Treatment persistence was high, also considering that patients had been on teriflunomide for at least 24 weeks prior to study entry and is consistent with the efficacy and safety profile of teriflunomide and its patient-friendly use.

Finally, our study confirmed the favourable safety profile of teriflunomide as no treatment-related SAEs were reported and only eleven patients (5.24%) discontinued treatment due to well-known treatment-related AEs.

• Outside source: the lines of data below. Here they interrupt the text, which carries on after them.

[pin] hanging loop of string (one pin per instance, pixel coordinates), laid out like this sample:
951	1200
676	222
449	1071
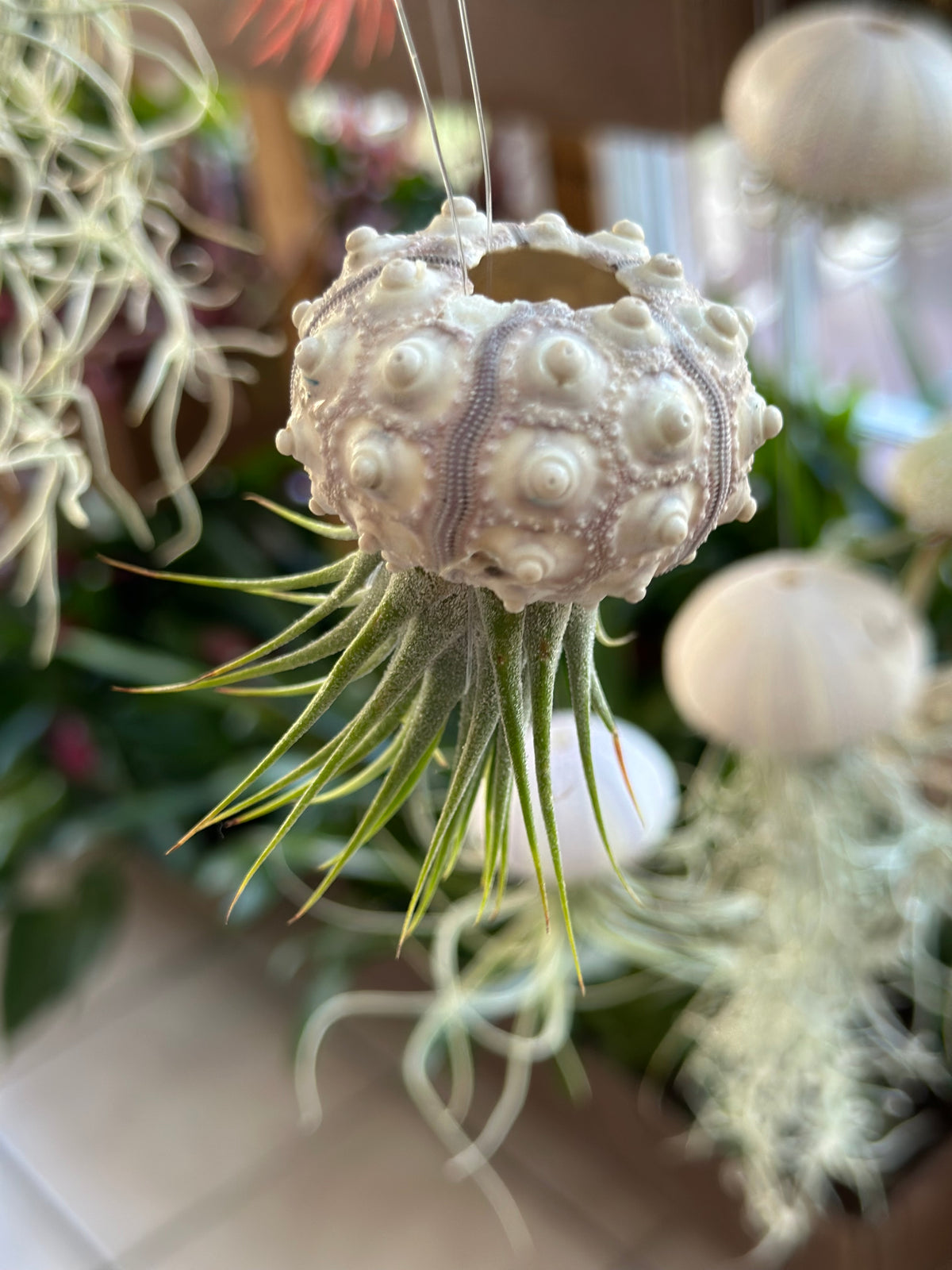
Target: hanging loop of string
435	133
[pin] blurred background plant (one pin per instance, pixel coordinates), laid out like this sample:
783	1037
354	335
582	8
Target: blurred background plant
118	325
93	262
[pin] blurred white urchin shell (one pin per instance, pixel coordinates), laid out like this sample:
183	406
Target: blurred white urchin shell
654	781
571	429
922	484
795	654
846	106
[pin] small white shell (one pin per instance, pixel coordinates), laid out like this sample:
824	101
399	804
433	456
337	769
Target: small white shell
793	654
846	105
922	484
653	779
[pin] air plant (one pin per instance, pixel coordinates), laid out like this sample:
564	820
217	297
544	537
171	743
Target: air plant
89	238
805	666
560	423
508	986
846	106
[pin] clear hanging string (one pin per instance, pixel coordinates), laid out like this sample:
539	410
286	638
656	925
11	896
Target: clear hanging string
435	137
480	121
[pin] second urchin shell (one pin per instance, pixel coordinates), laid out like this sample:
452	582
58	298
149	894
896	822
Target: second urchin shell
574	425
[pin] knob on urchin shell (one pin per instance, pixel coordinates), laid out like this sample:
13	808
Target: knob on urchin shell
573	425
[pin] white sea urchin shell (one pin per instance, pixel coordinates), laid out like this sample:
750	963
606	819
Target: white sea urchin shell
564	442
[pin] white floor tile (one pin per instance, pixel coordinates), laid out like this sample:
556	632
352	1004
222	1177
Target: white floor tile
368	1191
163	930
162	1106
35	1235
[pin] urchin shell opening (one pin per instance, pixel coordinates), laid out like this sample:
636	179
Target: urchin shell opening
539	276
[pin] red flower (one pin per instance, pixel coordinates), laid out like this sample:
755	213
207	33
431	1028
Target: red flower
323	23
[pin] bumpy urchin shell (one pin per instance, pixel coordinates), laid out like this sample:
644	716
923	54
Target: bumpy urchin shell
564	442
793	653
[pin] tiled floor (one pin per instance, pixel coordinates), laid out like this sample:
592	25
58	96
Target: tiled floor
152	1126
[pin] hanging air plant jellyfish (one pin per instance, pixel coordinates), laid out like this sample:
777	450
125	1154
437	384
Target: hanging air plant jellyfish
509	986
804	666
323	25
509	444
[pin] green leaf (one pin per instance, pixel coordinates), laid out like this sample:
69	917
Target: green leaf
50	949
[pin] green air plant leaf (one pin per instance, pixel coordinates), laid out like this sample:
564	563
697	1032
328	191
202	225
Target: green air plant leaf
442	647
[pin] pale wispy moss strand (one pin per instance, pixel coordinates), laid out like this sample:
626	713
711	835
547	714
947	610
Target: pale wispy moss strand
89	233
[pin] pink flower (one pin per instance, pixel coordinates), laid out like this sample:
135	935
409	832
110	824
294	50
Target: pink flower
323	23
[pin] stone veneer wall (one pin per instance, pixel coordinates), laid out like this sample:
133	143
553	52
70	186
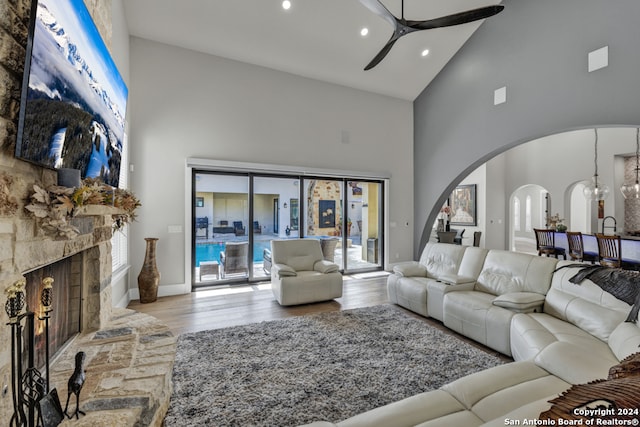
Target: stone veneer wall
23	246
323	190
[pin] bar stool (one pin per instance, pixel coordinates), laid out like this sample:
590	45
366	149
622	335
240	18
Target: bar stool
609	250
576	248
546	243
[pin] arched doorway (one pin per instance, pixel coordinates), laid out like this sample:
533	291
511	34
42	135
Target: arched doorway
528	207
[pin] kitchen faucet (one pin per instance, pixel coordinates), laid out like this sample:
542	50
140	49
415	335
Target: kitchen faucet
615	224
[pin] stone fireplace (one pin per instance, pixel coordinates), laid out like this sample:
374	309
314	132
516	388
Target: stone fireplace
81	300
129	355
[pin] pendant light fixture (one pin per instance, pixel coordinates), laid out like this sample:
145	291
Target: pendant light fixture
632	191
596	190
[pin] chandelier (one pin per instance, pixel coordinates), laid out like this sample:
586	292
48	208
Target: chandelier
632	191
595	190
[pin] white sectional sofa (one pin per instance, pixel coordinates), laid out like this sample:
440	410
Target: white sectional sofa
559	334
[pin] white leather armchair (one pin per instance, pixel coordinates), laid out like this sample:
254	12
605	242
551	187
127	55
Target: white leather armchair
300	274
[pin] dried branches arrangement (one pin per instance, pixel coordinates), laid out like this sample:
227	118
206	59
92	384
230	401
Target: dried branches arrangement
55	206
8	203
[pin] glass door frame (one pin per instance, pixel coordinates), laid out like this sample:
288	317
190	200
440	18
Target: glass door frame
302	218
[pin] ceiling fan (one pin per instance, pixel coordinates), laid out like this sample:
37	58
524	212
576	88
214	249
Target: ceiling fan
402	27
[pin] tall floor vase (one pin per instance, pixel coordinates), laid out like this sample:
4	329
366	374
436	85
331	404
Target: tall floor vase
149	276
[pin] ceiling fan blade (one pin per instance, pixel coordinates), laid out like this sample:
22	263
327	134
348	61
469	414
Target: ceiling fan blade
456	18
378	8
380	56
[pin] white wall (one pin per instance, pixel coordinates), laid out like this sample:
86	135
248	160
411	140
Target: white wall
186	104
120	53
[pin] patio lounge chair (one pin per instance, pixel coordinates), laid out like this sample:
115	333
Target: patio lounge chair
233	259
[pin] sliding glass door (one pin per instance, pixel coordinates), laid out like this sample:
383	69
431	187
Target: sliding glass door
237	215
220	228
364	222
273	217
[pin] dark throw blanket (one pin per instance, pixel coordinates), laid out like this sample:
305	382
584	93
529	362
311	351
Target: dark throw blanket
622	284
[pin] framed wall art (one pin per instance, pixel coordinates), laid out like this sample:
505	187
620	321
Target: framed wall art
327	213
463	205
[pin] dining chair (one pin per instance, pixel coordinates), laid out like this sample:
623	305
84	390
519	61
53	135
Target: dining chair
576	248
609	250
546	243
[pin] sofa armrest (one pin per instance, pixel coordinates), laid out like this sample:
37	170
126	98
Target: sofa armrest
521	302
325	267
283	270
410	269
454	279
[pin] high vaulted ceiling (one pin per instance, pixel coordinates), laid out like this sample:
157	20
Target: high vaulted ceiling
319	39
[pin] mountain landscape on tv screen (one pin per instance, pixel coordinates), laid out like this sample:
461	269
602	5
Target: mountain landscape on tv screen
74	114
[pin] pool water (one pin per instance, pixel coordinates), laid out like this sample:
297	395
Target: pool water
211	251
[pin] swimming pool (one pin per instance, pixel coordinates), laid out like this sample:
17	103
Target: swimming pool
211	251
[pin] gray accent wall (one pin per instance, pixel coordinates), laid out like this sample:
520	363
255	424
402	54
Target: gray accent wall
538	50
185	104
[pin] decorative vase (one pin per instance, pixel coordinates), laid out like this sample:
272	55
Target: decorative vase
149	276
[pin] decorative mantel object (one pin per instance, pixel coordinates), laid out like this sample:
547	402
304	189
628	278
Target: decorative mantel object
149	276
55	206
69	178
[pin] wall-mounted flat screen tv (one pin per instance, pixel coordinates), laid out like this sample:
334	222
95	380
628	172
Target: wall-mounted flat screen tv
72	112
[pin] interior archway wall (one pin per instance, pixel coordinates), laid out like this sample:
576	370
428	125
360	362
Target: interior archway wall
538	51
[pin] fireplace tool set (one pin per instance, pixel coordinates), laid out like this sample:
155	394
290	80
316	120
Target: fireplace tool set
34	403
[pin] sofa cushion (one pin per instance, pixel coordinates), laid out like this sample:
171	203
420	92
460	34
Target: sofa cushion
575	364
625	339
519	301
504	272
585	305
532	332
409	292
472	262
410	269
324	266
284	270
301	262
441	258
473	314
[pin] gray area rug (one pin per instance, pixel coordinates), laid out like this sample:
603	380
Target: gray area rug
326	366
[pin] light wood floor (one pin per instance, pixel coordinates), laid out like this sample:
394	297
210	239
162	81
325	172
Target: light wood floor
239	305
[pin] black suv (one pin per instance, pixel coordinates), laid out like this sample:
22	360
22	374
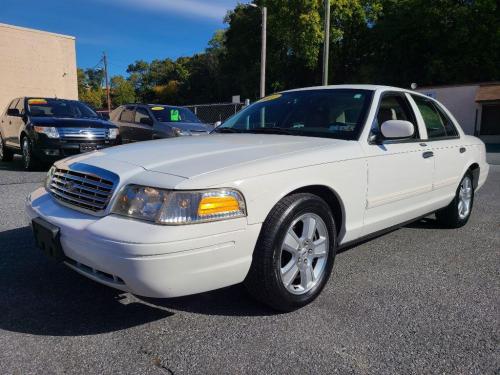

The limitations of this study are related to substantial loss to follow-up (and reduced FAS population) and missing data, which may be due to the relatively long observation period and the COVID-19 pandemic, and which may have prevented a sound evaluation of the primary endpoint. On the other hand, this also resulted in a relatively high number of patients not entering in the FAS, leading to a potential overestimation of the efficacy of teriflunomide.

Conclusion

Teriflunomide was found to be safe and effective in a population made up of patients with mild forms of the disease who are naïve to treatment or who have switched from another DMT due to safety concerns. The real-world efficacy of teriflunomide was confirmed in terms of relapses, disability progression and NEDA, with better outcomes for previously untreated patients. Furthermore, cognitive performance remained stable and even improved in patients with lower performance at baseline, although the latter needs to be confirmed by further studies. The SDMT confirmed to be suitable for office visits and should be adopted as routine clinical practice. Treatment persistence to teriflunomide was quite high and may be correlated with its safety and efficacy profile.

The ability of NEDA-3 and NEDA-3 + to predict motor disability, could not be evaluated properly due to the population and/or the duration of follow-up. Further studies aimed at understanding the associations between NEDA and cognitive performance are warranted to better determine the composite measure with the best predictive value.